The rush proved to have been by virtue of necessity, for Sigismund died in the summer of 1572. The Grand Duke passed away knowing that the Grail was in safe hands, though he never got to see the University completed. Sigismund Augustus died childless and thus became the last ruler of the grand Jogailo Dynasty as well as of the Italian-Lithuanian dynasty that Leonardo da Vinci and the Holy Roman Empire had planned with so much energy earlier in the century.

 

File:Death of Sigismund Augustus at Knyszyn.JPG 

 

The death of Grand Duke Sigismund Augustus in July 1572.

 

The story of the Holy Grail continued unabated after Sigismund's death, with frequent communication between the Pope and the head of the Jesuit Brothers in Vilnius. And it was in a direct decree from the Pope that the chapel next to the new bell tower now was expanded to a glorious house of God and given the name Sts. Johns' Church. The name shows that the Catholic Church wanted the highest protection of the new church, the bell tower and, first of all, the Holy Grail. They therefore named and dedicated the new church, not to just one of the St. Johns, but to both John the Baptist and the Apostle John. It was the second time in Christianity's history that something like this had happened. First time was when the Basilica of St. John Lateran (Basilica di San Giovanni in Laterano), the first among the four major basilicas of Rome was built by Constantine the Great in the 4th century. This church is also the cathedral of the bishop of Rome, the Pope, and is thus known as Omnium urbis et orbis Ecclesiarum Mater et Caput: "Cathedral of Rome and of the World." The Holy Grail gave the Sts. Johns' Church in Vilnius a similar glorious world value, thus the name.

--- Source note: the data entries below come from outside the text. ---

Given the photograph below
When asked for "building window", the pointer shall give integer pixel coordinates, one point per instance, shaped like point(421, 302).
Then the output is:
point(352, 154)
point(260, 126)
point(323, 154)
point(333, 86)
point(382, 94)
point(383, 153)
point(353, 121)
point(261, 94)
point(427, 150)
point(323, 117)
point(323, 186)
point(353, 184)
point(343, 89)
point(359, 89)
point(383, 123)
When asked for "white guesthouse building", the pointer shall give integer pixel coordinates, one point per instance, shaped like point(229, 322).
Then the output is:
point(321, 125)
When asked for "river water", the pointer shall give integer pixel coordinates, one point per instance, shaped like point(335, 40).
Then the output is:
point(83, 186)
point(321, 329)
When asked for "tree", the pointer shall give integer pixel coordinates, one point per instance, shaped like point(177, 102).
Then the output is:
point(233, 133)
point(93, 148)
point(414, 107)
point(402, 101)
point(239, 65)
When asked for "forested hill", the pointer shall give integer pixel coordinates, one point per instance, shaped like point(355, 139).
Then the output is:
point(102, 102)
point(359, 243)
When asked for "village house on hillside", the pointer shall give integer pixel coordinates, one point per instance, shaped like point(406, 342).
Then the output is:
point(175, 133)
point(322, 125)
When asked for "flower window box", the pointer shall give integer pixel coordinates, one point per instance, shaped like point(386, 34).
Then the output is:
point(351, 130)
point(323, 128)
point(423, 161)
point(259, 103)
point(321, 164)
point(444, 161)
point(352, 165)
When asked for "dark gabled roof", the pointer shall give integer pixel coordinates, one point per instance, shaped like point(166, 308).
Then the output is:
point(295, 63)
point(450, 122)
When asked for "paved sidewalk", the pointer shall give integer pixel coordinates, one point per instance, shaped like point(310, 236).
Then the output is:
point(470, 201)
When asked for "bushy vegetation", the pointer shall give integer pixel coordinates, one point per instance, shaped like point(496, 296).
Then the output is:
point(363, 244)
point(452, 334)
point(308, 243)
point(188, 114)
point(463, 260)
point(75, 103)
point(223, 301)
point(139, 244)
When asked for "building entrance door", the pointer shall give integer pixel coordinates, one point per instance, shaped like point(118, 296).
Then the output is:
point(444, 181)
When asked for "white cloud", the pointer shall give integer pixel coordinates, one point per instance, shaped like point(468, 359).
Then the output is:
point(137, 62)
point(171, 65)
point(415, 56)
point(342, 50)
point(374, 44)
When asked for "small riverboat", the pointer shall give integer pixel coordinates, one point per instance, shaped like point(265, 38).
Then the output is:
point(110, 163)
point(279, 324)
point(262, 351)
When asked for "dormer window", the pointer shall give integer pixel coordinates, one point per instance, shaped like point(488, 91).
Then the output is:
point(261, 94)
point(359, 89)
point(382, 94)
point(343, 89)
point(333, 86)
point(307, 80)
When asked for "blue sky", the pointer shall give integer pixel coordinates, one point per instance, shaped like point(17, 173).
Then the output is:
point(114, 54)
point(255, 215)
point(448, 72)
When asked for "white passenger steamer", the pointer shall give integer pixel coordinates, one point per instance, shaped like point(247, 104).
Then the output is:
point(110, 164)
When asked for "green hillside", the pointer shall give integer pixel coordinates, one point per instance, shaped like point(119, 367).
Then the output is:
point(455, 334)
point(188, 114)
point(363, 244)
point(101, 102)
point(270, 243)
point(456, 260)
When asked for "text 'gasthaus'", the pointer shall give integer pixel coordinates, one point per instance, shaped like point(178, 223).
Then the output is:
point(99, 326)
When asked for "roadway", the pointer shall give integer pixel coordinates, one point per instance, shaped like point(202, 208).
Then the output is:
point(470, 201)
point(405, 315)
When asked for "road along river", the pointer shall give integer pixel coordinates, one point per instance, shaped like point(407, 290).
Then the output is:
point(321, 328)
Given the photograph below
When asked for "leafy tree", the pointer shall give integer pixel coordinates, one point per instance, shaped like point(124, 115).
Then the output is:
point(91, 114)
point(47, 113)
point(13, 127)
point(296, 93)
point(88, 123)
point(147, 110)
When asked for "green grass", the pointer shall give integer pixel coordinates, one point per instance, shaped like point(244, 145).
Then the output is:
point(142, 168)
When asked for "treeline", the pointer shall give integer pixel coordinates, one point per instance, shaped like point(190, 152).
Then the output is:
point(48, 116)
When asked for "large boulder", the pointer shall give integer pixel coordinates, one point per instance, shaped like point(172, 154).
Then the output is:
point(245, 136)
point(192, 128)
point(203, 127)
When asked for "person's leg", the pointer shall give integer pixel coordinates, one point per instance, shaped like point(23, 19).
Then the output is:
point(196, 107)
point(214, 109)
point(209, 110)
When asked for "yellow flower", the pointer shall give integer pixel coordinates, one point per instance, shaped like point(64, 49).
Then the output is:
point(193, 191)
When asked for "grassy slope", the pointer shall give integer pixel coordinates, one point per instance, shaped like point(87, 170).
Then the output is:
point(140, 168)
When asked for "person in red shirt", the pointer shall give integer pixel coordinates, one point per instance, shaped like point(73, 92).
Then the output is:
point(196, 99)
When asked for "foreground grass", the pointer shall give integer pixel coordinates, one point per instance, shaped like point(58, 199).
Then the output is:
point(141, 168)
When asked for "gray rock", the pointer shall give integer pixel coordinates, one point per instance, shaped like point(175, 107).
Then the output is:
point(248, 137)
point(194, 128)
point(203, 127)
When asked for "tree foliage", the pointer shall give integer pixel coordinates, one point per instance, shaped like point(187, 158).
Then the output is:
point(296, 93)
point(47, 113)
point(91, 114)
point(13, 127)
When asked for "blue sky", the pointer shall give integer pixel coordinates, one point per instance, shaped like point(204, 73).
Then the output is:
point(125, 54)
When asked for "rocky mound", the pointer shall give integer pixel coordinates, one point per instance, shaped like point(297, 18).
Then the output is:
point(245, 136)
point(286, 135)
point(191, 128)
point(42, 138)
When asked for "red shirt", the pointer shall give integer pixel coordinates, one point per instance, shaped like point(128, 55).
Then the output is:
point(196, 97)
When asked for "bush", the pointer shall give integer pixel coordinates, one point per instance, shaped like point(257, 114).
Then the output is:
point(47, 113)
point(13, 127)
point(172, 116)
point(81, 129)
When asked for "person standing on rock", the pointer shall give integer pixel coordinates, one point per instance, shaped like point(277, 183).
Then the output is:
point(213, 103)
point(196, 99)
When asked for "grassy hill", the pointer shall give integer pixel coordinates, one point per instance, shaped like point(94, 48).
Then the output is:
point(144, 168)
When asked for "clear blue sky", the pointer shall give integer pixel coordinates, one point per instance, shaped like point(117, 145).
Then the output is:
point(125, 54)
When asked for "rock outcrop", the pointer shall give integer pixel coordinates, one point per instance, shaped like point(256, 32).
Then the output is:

In 1579, after just nine years of construction, the new university buildings were completed. And it was with great reverence the leading Jesuit Brothers that same year installed the library and within it hiding the Grail that Bona Sforza secretly had brought with her from Milan more than 50 years earlier.

 

And it is there, under the floor boards of the Vilnius University Library, that the Holy Grail has been safely hidden for 430 years now. The Jesuits have been extremely clever and careful not to share this tremendous secret with anybody. But now, dear readers of VilNews, also you know the truth.

 

Millions of people visited Louvre and the Rosslyn Chapel after Dan Brown's book was published seven years ago, and I wonder how many are going to visit Vilnius University this year, now that the truth about the Holy Grail is finally made public?

 

Aage Myhre

Editor

 

 

Here, under the floor boards of the Vilnius University Library, is where the Holy Grail was safely hidden

when the university opened in 1579. The Grail is located exactly beneath the centre (the top point) of

the library's CROSS ARCH, which is typical and characteristic for the Jesuit Order's Brotherhood.

 

PS: Please observe that the above article is pure fiction – though based on real historical facts.